I go to bed without a word figuring to let it be and we'll both wake up refreshed. My mistake. The next day she calls and I answer happily "Hello sweetheart!" and she's quietly speculative as if doing a silent countdown before she can say what's bothering her. And she does letting me know that when i turned her down it made her feel like a sad desperate whore. This is a shock to me since I had no intention of making her feel that way, we were both tired and spur of the moment dirty talk at 2am doesn't always sound wonderful to me. Now this fight as lasted, 7 hours now and has blown up to issues totally unrelated to it and I'm wondering if her starting fights or getting frustrated and angry with me is her way of salvaging our floundering conversations. I suspect she starts fights because she either likes to feel the way she does, upset and righteously angry at me. Or she's doing it because she can't think of anything else to do and the sometimes boring dialogue we exchange makes her angry. Maybe she thinks that i'm bored and will leave her so if she gets mad at me for something than she's in control. I don't know. And I don't know what to do.
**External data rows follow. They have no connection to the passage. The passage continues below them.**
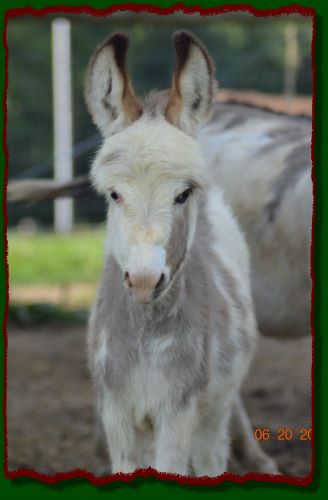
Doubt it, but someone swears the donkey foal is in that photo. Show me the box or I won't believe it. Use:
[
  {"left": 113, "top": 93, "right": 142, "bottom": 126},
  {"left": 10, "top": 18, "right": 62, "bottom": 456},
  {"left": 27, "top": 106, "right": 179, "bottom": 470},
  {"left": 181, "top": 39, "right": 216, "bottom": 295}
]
[{"left": 86, "top": 32, "right": 257, "bottom": 476}]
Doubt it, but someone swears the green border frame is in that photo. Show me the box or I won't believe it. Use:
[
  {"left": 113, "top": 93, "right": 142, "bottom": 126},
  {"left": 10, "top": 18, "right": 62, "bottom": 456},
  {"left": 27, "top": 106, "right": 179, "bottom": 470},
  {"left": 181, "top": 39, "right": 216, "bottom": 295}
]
[{"left": 0, "top": 0, "right": 328, "bottom": 500}]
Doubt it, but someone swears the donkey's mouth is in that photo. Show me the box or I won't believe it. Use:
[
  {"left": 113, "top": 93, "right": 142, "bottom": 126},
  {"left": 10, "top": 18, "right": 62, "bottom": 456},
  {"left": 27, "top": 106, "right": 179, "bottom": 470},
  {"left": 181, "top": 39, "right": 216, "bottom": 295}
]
[{"left": 124, "top": 273, "right": 167, "bottom": 304}]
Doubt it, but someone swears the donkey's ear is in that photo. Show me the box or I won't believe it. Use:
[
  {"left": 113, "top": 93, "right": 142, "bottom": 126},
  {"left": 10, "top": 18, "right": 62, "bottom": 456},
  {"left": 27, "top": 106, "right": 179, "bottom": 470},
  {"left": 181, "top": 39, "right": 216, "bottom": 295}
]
[
  {"left": 166, "top": 31, "right": 217, "bottom": 135},
  {"left": 85, "top": 33, "right": 142, "bottom": 137}
]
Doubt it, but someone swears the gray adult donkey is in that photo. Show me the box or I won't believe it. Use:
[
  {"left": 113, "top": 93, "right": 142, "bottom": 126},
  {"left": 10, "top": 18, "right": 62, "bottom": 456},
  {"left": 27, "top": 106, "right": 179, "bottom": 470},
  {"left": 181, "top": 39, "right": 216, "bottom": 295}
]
[{"left": 86, "top": 31, "right": 276, "bottom": 476}]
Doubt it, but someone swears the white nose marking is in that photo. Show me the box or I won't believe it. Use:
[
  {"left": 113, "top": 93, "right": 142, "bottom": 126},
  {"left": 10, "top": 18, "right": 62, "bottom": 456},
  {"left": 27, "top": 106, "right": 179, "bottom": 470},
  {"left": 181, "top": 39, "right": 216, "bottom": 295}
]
[{"left": 127, "top": 243, "right": 166, "bottom": 275}]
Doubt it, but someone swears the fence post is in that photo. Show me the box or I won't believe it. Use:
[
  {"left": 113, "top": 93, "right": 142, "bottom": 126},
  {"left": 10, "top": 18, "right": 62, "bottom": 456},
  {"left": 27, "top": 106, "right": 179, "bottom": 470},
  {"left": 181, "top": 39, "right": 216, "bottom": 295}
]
[{"left": 52, "top": 18, "right": 73, "bottom": 233}]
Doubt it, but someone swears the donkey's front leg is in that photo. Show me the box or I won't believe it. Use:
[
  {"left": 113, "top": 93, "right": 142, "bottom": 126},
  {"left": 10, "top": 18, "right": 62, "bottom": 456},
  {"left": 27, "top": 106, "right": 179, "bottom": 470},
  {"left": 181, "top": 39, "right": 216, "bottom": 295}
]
[
  {"left": 155, "top": 399, "right": 196, "bottom": 475},
  {"left": 101, "top": 393, "right": 137, "bottom": 474}
]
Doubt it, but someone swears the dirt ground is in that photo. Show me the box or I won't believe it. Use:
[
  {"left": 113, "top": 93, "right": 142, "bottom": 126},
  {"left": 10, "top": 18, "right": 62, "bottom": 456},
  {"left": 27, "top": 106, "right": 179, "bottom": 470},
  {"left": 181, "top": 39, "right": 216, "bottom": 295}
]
[{"left": 7, "top": 327, "right": 311, "bottom": 476}]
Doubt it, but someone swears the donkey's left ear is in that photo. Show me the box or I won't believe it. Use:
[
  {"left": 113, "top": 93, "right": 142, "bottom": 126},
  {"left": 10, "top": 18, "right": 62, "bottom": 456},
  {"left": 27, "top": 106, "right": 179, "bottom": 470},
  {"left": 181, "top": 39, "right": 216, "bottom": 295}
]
[
  {"left": 166, "top": 31, "right": 217, "bottom": 135},
  {"left": 85, "top": 33, "right": 142, "bottom": 137}
]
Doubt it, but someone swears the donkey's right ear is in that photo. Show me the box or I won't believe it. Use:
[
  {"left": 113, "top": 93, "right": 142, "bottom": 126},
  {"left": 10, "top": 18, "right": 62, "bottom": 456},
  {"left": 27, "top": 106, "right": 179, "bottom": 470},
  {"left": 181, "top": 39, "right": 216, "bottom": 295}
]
[{"left": 85, "top": 33, "right": 142, "bottom": 137}]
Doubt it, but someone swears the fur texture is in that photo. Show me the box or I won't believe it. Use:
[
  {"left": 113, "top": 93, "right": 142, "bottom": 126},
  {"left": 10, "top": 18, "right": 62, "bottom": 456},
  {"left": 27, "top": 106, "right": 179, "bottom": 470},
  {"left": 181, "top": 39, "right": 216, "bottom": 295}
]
[
  {"left": 198, "top": 103, "right": 313, "bottom": 338},
  {"left": 86, "top": 32, "right": 276, "bottom": 476}
]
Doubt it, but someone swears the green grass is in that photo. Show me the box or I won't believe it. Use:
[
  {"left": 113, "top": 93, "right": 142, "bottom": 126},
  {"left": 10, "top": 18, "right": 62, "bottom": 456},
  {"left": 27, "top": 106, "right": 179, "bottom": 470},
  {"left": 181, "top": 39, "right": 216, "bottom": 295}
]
[{"left": 8, "top": 229, "right": 105, "bottom": 285}]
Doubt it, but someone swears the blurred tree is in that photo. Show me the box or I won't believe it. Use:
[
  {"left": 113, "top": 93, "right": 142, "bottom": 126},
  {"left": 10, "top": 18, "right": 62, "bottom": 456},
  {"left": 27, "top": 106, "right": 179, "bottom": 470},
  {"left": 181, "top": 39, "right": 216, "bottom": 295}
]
[{"left": 7, "top": 13, "right": 312, "bottom": 225}]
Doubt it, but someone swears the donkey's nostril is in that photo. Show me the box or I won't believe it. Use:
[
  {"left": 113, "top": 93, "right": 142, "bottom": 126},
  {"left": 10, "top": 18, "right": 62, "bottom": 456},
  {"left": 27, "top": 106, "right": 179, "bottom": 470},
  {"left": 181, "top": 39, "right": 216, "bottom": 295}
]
[
  {"left": 124, "top": 271, "right": 132, "bottom": 288},
  {"left": 155, "top": 273, "right": 165, "bottom": 288}
]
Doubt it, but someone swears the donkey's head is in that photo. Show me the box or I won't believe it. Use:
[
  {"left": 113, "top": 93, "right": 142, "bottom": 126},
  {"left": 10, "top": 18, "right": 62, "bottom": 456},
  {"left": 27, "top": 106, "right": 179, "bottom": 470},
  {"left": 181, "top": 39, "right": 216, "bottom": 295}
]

I'm sorry if anything is unclear or doesn't flow properly if there's any advice to be had out there please lend it and if my post needs clarification please ask and I'll do my best to address it.

-Z

p.s. I should add that my post makes her out to be a high maintainance snobby woman. That's hardly true, nor is the seeming fact that i'm a completly blameless good guy. We've had genuine fights where each of us has done something wrong, hurt the other person some way and we've gotten through it. But these fights lately have seemed to have no purpose and no real genesis, and it's hard to keep apologizing if I don't know what i'm apologizing for and if I don't really think I did anything wrong. I've been having to swallow my pride a lot recently and it tastes terrible. Which is why i'm reaching out here. Thanks.